# High-performance alternatives to lead



## ZDP-189 (Mar 14, 2010)

*Lead Works*

I like to shoot lead. It makes for more accurate and flatter trajectory shots than steel and I feel it's safer because it doesn't rebound/ricochet with such force. On the downside, it tends to deform on impact and is toxic. We've discussed that before; mods feel free to merge this thread if it's not worthy of independence.

*Lead Toxicity*

Here's a list of symptoms of lead poisoning as a refresher:

Messing with your head: Insomnia, delirium, cognitive deficits, hallucinations, memory loss
Messing with your nerves: tremor, and convulsions,
Giving you pain: headache, abdominal pain,
Making you weak: weakness, male reproductive problems*
And eventually lots of even more serious stuff, like: kidney failure, etc. and death (see links to Wikipedia and WebMD)
So remember to wash your hands after shooting and if any of these symptoms come up (*or fail to come up when called upon) you'd best get yourself checked out.
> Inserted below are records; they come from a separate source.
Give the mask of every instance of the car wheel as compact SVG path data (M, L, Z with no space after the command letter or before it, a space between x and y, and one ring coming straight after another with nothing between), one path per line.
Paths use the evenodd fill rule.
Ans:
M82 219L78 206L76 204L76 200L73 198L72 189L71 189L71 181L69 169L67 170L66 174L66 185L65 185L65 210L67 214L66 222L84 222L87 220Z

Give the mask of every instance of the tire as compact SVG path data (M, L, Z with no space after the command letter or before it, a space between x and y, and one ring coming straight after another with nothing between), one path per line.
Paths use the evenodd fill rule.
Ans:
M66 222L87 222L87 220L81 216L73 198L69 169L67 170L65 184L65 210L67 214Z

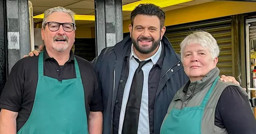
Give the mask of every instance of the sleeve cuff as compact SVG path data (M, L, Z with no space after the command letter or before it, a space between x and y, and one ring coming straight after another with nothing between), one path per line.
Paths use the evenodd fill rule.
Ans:
M20 109L19 108L10 106L3 104L0 104L0 108L5 109L15 112L18 112Z
M92 112L99 112L103 110L103 106L101 106L96 108L90 108L90 111Z

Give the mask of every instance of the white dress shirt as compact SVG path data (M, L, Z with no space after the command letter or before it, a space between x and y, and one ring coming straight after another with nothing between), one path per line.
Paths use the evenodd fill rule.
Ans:
M160 57L162 49L162 44L160 41L158 49L156 53L151 57L144 60L144 61L147 61L151 59L152 61L148 62L142 68L143 71L144 81L138 129L138 134L139 134L150 133L148 115L148 75L153 66L156 63ZM132 49L129 59L129 75L124 87L120 112L118 129L119 134L122 134L125 110L130 93L130 90L135 71L139 66L139 63L135 60L133 56L136 58L138 59L140 61L142 61L135 54L134 50L133 44L132 44Z

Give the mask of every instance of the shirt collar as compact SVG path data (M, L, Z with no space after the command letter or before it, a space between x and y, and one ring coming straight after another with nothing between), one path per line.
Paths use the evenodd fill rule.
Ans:
M131 48L131 53L130 53L130 55L129 60L133 56L134 57L138 59L140 61L141 61L142 60L140 60L139 58L138 58L138 56L137 56L137 55L135 54L135 53L134 52L134 47L133 47L133 44L132 44L132 48ZM145 60L144 60L144 61L147 61L151 59L151 61L152 61L152 62L153 62L153 63L154 64L156 64L157 61L159 59L159 58L160 57L160 56L161 55L162 50L162 43L161 41L160 41L160 43L159 44L159 47L158 47L158 50L157 50L157 51L156 51L156 53L155 53L154 55L151 56L150 57L149 57L147 59L145 59Z
M46 49L45 48L45 45L44 47L44 60L46 61L48 59L51 59L52 58L50 57L49 55L48 55L48 53L47 53L47 51L46 51ZM70 52L69 53L69 59L68 60L69 61L74 61L74 54L72 50L70 50Z

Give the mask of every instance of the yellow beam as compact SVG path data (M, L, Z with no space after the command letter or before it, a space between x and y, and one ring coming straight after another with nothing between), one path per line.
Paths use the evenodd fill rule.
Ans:
M142 0L123 5L122 10L132 11L138 5L143 3L154 4L163 8L193 0Z
M123 11L132 11L140 4L150 3L156 4L162 8L194 0L142 0L129 3L122 6ZM43 19L44 14L40 14L33 17L35 19ZM95 21L94 15L75 15L75 20Z

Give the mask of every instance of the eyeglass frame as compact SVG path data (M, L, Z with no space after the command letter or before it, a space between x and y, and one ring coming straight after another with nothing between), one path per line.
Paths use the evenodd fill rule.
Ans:
M57 30L56 31L52 31L52 30L51 30L50 29L50 27L49 26L49 24L51 23L51 22L54 22L54 23L57 23L58 24L59 24L59 28L58 28L58 30ZM66 23L70 23L71 24L72 24L73 25L73 29L70 32L67 32L64 29L64 27L63 27L63 24L65 24ZM70 22L65 22L65 23L59 23L58 22L46 22L46 23L45 24L45 25L44 25L44 26L46 26L46 25L48 24L48 29L49 29L49 30L52 31L52 32L56 32L58 30L60 29L60 25L62 25L62 28L63 29L63 30L65 31L65 32L71 32L73 31L74 30L74 28L75 28L75 26L76 26L76 24L75 24L74 23L70 23Z

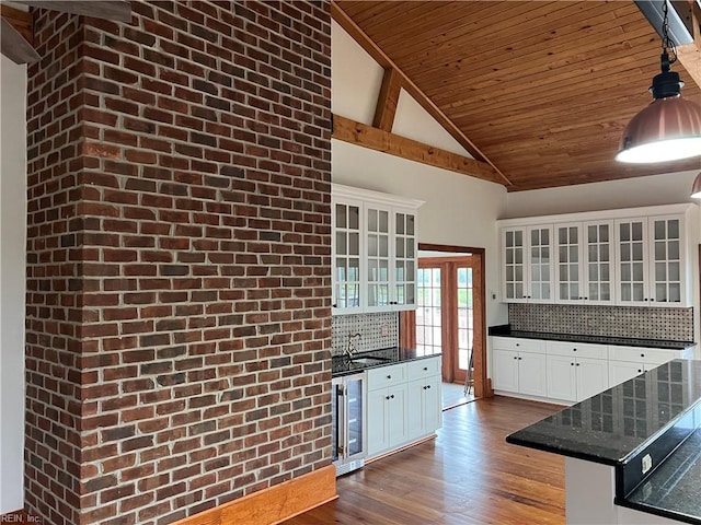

I've been considering alternatives.

*Other Materials*

The first approach is to look for spheres in another metal:

Steel 0.28 lbs/cu.in. - classic bearings, but they seem to come back off my anvil as fast as they left the pouch. Duck! Relatively lowdensity.
Brass/Copper 0.30 lbs/cu.in. - hard to obtain. Lighter than lead.
Lead 0.41 lbs/cu.in. - soft, heavy, but toxic. Oxidises.
Tungsten 0.71 lbs/cu.in. - ideal, but expensive as heck, even in rough sintered alloy spheres rather than pure tungsten bearings. Low toxicity.
What other ways could we get a hard hitting, low drag coefficient shot?

*Aerodynamics*

We could make aerodynamic steel bullets, but the jury's out as to whether that'll work.

*Jacketing*

We could encapsulate the lead in a jacket of an inert material.

I've just learned that Haendler & Natermann Sport GmbH make excellent match-grade plastic and copper jacketed lead ball from .307 to .690 cal. As long as this doesn't make it too expensive, that's lovely.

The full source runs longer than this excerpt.